“It’s a little bit different,” Vandenberg says, “because we have a lot of people that just want to display a local feed of their streams and we were like, ‘How do we go about this?’ because NDI will need a decoder on the other end. So we thought we would try using HLS to provide a stream to just a local network. And then most smart televisions have a browser that allows you to just put that in and you can play it. The only problem with HLS is that it’s about a 10-second delay to make sure that the everything’s smooth. But typically if you’re not viewing the same area, like if it’s in a different room, it’s usually fine. It’s probably not perfect for everybody, but it’s a solution for a lot of people.”
It’s important to have such “in-built solutions,” Lam replies, “that aren’t reliant on separate hardware decodes, because a lot of times in a live environment, the client comes and says, ‘We have too many people in the room, now we have to have an overflow room. How can you help us? And by the way, the room is a thousand feet away and too far to run cable straight there.’ So it’s an option.”
Vandenberg agrees. “And you don’t want to run a stream and then have somebody load up YouTube on their phone in order to watch the stream that’s in the next room and that type of thing.”
What’s New in vMix 26
NAB 2023 marks the public debut of vMix 26, the solution’s latest full-step upgrade. “So what else is new under the hood in vMix?” Lam asks.
“26 has a stream delay for people that want to stop cheating with their eSports, where you can set a delay on the stream so people can’t be like stream-sniping.” Vandenberg says.
He also notes that the new version adds 15 new mix effects.
“I love the mix effects by the way,” enthuses Lam. “When you brought out the initial few, I was like, ‘I need more.’ So tell viewers how does the mix effect work, and why do I love it so much?”
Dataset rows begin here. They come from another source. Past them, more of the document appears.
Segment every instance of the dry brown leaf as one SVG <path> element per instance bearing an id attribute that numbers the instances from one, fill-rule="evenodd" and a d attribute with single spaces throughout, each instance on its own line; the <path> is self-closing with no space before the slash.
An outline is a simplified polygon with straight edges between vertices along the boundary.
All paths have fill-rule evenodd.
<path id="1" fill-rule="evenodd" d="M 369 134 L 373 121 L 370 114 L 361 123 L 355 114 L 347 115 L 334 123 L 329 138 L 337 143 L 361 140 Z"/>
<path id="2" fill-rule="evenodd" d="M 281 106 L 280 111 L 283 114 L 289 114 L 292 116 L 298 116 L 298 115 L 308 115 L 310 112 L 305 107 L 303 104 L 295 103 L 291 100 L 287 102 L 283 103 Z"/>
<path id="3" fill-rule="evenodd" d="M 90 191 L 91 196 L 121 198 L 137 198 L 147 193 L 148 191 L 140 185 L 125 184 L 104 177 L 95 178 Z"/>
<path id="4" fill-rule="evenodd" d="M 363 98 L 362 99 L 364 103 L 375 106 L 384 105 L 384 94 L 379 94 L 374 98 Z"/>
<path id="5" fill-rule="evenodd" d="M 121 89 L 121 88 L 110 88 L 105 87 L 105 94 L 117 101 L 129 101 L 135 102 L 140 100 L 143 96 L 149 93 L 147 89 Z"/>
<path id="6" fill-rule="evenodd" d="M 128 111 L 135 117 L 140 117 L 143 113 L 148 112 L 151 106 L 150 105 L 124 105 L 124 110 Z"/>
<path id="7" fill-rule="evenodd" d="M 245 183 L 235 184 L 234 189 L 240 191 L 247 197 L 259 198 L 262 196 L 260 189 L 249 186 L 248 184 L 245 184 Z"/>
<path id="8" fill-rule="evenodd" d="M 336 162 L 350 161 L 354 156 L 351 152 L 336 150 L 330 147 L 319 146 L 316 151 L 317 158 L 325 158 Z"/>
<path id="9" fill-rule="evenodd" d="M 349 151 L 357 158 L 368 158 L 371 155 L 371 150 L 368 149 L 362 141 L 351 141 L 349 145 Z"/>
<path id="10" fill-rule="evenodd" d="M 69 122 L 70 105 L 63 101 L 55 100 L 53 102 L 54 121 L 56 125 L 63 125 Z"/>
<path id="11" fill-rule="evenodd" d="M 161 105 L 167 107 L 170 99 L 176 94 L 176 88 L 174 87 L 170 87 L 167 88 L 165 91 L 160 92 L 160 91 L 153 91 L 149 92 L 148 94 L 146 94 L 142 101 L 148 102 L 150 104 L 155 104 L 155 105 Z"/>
“It allows you to create a separate input, which can be an output,” Vandenberg says. “So you can have, say, an overlay or an output that you’re sending from vMix with its own transitions. You can have a submix. You can have your own separate sub-production within a production, and now you can have 15 of them for various things. So you could be sending a mix out to a big screen, but also overlaying that in vMix and using the transitions the same way.”
“I use it all the time with templates,” says Lam. “We’ll have multiview templates with three remote panel presenters, and then a PowerPoint, and and bugs and logos. And then if the mix of presenters changes, I just simply switch in the mix effect, which one is assigned to that one. And it’s just submixes. It gives me more tools so that I don’t have so many inputs that I’m switching from–I’m just mixing the submix within input number two, for example. It’s a great feature.”
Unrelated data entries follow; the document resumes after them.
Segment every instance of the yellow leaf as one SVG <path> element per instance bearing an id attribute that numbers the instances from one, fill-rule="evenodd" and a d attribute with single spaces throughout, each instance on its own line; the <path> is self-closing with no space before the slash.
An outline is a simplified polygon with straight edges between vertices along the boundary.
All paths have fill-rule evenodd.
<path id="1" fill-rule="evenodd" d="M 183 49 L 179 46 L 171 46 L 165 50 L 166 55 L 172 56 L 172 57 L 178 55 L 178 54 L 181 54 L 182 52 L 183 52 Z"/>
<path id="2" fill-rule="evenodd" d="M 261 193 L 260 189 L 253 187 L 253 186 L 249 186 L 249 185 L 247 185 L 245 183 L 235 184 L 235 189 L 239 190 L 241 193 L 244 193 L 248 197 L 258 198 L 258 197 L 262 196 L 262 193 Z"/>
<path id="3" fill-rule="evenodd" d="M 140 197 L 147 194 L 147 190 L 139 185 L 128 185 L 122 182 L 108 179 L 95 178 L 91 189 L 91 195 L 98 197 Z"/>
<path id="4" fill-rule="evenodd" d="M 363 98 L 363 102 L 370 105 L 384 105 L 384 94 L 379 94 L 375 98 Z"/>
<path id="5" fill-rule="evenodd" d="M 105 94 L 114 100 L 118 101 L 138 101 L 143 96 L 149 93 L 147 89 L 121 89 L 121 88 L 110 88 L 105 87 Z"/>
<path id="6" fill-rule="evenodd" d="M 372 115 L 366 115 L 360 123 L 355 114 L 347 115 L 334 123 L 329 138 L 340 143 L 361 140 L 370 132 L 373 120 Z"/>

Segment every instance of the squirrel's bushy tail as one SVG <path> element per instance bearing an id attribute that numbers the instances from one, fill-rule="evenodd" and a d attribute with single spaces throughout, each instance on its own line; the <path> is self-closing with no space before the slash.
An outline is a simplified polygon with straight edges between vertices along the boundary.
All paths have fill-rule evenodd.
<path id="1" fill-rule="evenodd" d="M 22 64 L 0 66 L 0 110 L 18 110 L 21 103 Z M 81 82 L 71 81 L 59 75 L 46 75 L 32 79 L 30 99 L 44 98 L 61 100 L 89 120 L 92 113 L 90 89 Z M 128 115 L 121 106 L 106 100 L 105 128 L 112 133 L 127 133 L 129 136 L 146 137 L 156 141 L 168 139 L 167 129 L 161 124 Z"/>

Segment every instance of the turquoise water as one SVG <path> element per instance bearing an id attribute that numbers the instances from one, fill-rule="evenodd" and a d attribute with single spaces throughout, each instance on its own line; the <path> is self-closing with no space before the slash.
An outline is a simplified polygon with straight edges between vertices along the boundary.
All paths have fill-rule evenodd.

Vandenberg catalogs other new additions such as title templates and SRT replay, “so people can do remote replay, which is pretty handy if you’re doing remote sports; and we added a bunch of vertical production stuff, so you could get high quality vertically and horizontally if you really want that.”
“Vertical video makes me cringe a bit,” concedes Lam, “but if there’s a need for it…”
“It definitely has huge usage for signage,” says Lam. “There are a lot of vertical displays. It doesn’t matter what we think of it. If it’s needed, it’s nice that you support it.”